L’applicazione dello schema al processo scolastico è resa più complessa dal fatto che la delega formativa è rivolta a una organizzazione, che ripresenta al suo interno lo stesso tipo di problematica: il dirigente scolastico, che rappresenta l’interfaccia a cui si rivolgono i genitori, fronteggia un analogo problema di monitoraggio degli esiti formativi nei confronti degli stessi insegnanti.
L’introduzione di un secondo insegnante nei regimi scolastici di tempo pieno nella scuola elementare ha rappresentato un deterrente dei comportamenti di tipo opportunistico (o persino di tipo vessatorio nei confronti degli alunni). Mentre un unico insegnante gode della più totale autonomia e incontrollabilità da parte dei suoi colleghi (per non parlare dei genitori), un team di insegnanti può innescare al proprio interno comportamenti di tipo virtuoso.
Dal punto di vista dei genitori, l’esistenza di un gruppo di insegnanti può rappresentare una forma implicita di assicurazione contro il rischio di incontrare insegnanti scadenti.

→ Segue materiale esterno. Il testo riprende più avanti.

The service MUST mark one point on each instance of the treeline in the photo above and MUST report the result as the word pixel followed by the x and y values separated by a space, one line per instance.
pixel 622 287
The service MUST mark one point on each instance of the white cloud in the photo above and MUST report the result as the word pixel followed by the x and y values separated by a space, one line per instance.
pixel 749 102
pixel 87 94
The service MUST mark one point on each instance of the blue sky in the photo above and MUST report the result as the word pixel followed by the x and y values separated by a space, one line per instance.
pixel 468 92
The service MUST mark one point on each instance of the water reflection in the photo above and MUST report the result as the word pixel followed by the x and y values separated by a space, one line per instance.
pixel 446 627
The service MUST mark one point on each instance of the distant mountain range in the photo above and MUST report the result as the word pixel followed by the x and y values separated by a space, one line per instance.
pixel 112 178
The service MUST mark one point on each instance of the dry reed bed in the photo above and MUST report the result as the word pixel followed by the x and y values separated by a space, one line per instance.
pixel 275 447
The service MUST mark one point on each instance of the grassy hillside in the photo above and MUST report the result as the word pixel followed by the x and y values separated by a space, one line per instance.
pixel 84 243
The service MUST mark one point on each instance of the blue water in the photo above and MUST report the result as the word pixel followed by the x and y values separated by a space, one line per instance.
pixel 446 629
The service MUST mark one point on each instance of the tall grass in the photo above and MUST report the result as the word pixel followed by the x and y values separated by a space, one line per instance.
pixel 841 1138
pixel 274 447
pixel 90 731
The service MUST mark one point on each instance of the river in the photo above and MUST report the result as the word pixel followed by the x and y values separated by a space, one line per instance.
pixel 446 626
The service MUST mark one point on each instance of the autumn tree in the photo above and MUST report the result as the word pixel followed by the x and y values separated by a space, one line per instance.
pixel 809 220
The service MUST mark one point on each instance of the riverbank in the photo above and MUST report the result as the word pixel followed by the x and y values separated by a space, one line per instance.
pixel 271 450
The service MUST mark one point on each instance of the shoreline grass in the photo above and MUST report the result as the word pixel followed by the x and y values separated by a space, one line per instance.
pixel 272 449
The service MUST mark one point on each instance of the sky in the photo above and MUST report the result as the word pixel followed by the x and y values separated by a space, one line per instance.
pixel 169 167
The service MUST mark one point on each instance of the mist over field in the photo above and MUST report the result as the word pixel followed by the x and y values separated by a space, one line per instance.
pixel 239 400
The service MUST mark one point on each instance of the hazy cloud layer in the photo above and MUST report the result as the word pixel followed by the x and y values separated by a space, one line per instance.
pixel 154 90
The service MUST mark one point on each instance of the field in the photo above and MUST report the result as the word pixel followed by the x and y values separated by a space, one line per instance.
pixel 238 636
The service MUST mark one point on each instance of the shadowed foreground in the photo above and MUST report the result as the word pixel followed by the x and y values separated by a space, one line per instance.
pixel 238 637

Supponiamo per esempio vera la legge suggerita da Carlo M. Cipolla sull’esistenza di un fattore sigma, secondo cui in ogni contesto umano è presente una frazione più o meno costante di stupidi, diciamo per esempio il 10 per cento. Il calcolo probabilistico ci assicura che la probabilità che i nostri figli incontrino simultaneamente due insegnanti stupidi è pari a una su cento casi, e tale probabilità scende man mano che il team sia costituito da un numero crescente di insegnanti (pari a una su mille con tre insegnanti, e così via).
Invece di rafforzare meccanismi di controllo reciproco allargando la responsabilità gestionale al team degli insegnanti (siano essi i due titolari nel tempo pieno nella scuola elementare, o il collegio docenti nella sua interezza per la scuola media), la riforma punta al rafforzamento del ruolo direttivo da parte di un singolo insegnante (il cosiddetto insegnante di riferimento).
E questo è particolarmente incisivo nella scuola primaria, dove anche senza una riduzione dell’orario formale (come il ministro Moratti ha ripetutamente sottolineato), si prefigura un accentramento della responsabilità didattica sulla figura di un unico insegnante, cui si affiancano in posizione secondaria i docenti incaricati degli insegnamenti specialistici (lingua straniera, in primis).
Per il momento, non c’è chiarezza sui processi selettivi che porteranno alla individuazione degli insegnanti di riferimento, è perciò impossibile formulare previsioni sulle conseguenze di lungo periodo nei livelli di apprendimento.
È tuttavia evidente che questa redistribuzione delle responsabilità accentua la possibilità di comportamenti opportunistici perché indebolisce i meccanismi di controllo e verifica, sia da parte dei colleghi che da parte dei genitori, che oltretutto vengono esposti a un rischio maggiore di incorrere nel fattore sigma.
Sfuggono a chi scrive le ragioni reali che hanno spinto verso questa riorganizzazione, dagli aspetti dubbi sul piano pedagogico (vedi l’articolo di Elisabetta Nigris in questo numero), e che indebolisce gli incentivi alle performance didattiche di tipo virtuoso.
Se si tratta banalmente di ragioni di cassa (ridurre il numero degli insegnanti per ridurre la spesa e/o alzare il livello delle retribuzioni degli insegnanti che sopravvivono alla riorganizzazione), era forse meglio adottare meccanismi più trasparenti, piuttosto che andare a toccare una istituzione che, almeno a livello primario, produce delle performance formative del tutto soddisfacenti.